Sleeping Well
(Nonfiction Essay)
My dad snores. Like a chain saw. Not the high-squealing saws that slice through trees like cake, but the ornery ones that never start the first time, or the third. The kind that burst when you pull the chain, then sputter into a low growl and stop to exhale.
We used to go on group camping trips where five or six families we knew from church would rent a large cabin in the woods and we would all sleep inside on cots. Everyone, that is, except for my parents who were forced to sleep in the Chinook outside. You could still hear my father through the trees like some rabid animal, but the log cabin walls muffled him just enough to make sleep possible.
"How do you sleep at your house?" an adult would ask when my parents were outside of earshot. "How does your mother handle it?"

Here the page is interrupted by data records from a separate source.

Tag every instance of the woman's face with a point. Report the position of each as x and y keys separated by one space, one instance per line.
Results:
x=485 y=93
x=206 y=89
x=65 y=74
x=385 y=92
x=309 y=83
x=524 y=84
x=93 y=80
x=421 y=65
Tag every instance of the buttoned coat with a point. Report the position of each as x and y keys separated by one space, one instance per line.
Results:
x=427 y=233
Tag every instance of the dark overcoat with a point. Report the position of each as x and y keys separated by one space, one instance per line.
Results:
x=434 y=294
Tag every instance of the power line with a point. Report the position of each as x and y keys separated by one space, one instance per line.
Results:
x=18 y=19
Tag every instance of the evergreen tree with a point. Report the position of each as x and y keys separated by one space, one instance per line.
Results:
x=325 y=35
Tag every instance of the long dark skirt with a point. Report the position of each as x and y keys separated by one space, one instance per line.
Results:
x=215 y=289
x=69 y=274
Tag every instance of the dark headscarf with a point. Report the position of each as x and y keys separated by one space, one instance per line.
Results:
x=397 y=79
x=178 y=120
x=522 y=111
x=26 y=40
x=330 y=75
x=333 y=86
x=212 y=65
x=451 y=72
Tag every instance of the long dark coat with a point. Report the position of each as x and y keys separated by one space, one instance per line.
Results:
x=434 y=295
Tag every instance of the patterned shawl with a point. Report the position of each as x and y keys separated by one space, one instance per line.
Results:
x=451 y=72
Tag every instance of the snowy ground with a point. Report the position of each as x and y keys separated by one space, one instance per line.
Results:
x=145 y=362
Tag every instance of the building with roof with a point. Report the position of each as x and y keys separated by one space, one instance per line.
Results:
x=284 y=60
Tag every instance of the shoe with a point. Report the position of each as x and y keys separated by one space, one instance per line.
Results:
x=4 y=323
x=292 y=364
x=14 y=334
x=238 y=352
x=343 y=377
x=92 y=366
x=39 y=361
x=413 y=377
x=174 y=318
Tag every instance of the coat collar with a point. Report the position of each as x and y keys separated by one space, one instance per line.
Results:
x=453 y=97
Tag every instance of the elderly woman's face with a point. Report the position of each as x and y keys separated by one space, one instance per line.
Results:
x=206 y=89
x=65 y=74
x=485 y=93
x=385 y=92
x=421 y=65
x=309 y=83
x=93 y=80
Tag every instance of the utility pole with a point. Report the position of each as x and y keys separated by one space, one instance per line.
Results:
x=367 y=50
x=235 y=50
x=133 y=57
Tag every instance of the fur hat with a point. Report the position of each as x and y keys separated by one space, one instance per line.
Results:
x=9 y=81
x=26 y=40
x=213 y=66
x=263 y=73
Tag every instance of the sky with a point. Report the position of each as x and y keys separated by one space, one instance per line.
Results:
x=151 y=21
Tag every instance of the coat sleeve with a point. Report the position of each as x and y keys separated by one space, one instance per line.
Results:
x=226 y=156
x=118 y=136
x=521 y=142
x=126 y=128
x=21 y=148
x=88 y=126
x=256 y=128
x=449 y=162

Their questions were strange to me. It was on those nights when my father was out of town on some business trip that I studied the patterns on the stucco ceiling until morning, without the reassuring sound of my father to lull me to sleep, to comfort me, to remind me that he was there, letting me know with every breath that he was alive just a few rooms away. Silence was like noise to me. I loved the fact that he snored. I depended on it.
Not that it didn’t amuse us. When my father snored, my sister and I would watch him and giggle at each gurgling inhale. At times, there would be a pause, and we'd wait, anticipating, hardly able to contain ourselves. Then the sound would come again like an explosion, and we would curl up in our seats laughing. And there were other times, too: in movie theaters, at the dinner table, while he manned the rudder of our sailboat. The first to see my father’s bobbing head and squinty eyes would nudge the other in time for them to see his eyes close, the chin drop: once, twice, then his body slumped and hands dropped to his sides, and he snored, good gracious, he did.
His snores were the things of legend, even a point for boasting: “You think your dad snores?” It only took one sleep over at my house to gain unconditional concession. “Your dad is amazing.”
It sure frightened my mother, though, especially on those long drives home. My mother would sit, waiting for the sound of the car pulling into the driveway. His sleeping, my mother was certain, would be the death of him.
I suppose it made sense that she’d see a side of sleep that I never did. Even then, I recognized the intimacy of sleep between mother and father. Still, I had not shared my mother’s fear until years later when my father stumbled into the living room one Saturday morning, with leaded eyelids and twisted locks of hair stuck to his head like mounds of shaving cream. He wrestled himself into his chair, licking the top of his mouth as if he tasted something bitter, having just enough time to change the channel before he drifted off again, still clasping the remote control over the arm of his chair. His head was tilted back in his usual position, open mouthed during one of his familiar lulls, and I realized, he wasn’t breathing. His jaw moved, opening and closing in a kind of pumping motion, and his head bobbed like some baby bird begging for the mother’s worm. After perhaps two minutes, he broke open the air passage in his throat and filled his lungs with a drowning victim’s first gasp of air.
It wasn’t long after that I overheard my mother talking on the phone in hushed tones. My father had apparently fallen asleep in a meeting, and nobody dared to wake him. From the conversation, I’d gathered that this wasn’t the first time. When my father lost his job several months later due to “restructuring”, my mind was focused on garage bands and video games, and only now do I think of those conversations they must have had in the bedroom, late at night. But something must have entered my subconscious because I was having trouble sleeping. I began searching the closets before turning in at night, and triple checking the locks on the doors and windows, and fought the occasional bout of insomnia. I believed that if I was always awake, I could defend myself from the intruders who came at night. Perhaps, I had started to see how sleep left you defenseless. My father often seemed spacey, and never heard things the first time. His eyelids remained incessantly swollen and heavy. It was almost as if sleep exhausted him.
But we packed up our belongings and drove a U-Haul across the country to settle in Arizona. The desert is the place where many go to spend the rest of their summers in the twilight of their lives, but for us it was morning. My father started teaching at the community college, and my mother’s job at the lab offered a health plan, so check-ups became regular. My father fell asleep in the doctor’s office, of course, and the doctor made him an appointment at some clinic. They told him the symptoms then: the loss of breathing, the lack of REM sleep—unchecked, the heart may stop. My father came back several visits later with a mask that he straps to his face before bed. It's the kind that F16 pilots get to wear, with a clear plastic tube that connects to a little white box with a handle. "They say I'm the worst snorer in Arizona," he said with a proud smile.
My father stopped stumbling, and slept at the appropriate times. He’d fix us breakfast on Saturdays, and I could leave the windows open without fearing that night might consume me. Watching my father emerge from the bedroom was no longer as amusing as it used to be, though the mask does leave this purple indent around his nose and mouth that disappears sometime after he leaves, and before he returns from work in the evenings. I’m an adult now, and no longer need the sounds of my father’s snores to lull me to sleep, but on those evenings when I visit, and I’m in the room next to his, I can hear the gentle purr of the machine as it pumps air into his lungs, and I sleep a little better, too.